Crise no setor energético, greve dos petroleiros?

A União da Indústria de Cana-de-açúcar (Unica) informou a respeito de uma paralisação em todo o setor, afetando cerca de 150 usinas e os 14 mil fornecedores de cana do Estado de São Paulo em função do não abastecimento de diesel para o funcionamento e operação da indústria. Já em relação à greve dos petroleiros, existe um movimento para a paralisação da categoria amanhã (30), porém, a Advocacia-Geral da União (AGU) e a Petrobras tentam uma liminar que foi apresentada ao TST (Tribunal Superior do Trabalho), com o objetivo de evitar a greve no setor petroleiro.

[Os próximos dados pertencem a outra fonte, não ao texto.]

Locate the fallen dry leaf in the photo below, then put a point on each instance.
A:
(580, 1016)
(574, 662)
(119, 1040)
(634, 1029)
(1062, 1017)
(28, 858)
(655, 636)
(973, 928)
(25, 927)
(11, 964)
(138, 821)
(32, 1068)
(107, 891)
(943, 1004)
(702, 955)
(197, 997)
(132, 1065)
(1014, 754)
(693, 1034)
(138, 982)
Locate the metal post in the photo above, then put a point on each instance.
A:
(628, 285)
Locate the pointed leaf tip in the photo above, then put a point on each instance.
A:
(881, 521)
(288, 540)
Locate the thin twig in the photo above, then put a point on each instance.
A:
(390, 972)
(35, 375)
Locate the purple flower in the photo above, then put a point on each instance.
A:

Mais setores podem ser afetados?

A situação que apresenta uma melhora gradativa no setor de transporte rodoviário pode ter sido apenas o início de uma série de manifestações que ganharam força em paralelo. Entretanto, é preciso saber filtrar as informações, pois muitas delas são apenas boatos ou fake news espalhadas, principalmente, através de mídias sociais que confundem ainda mais a população brasileira.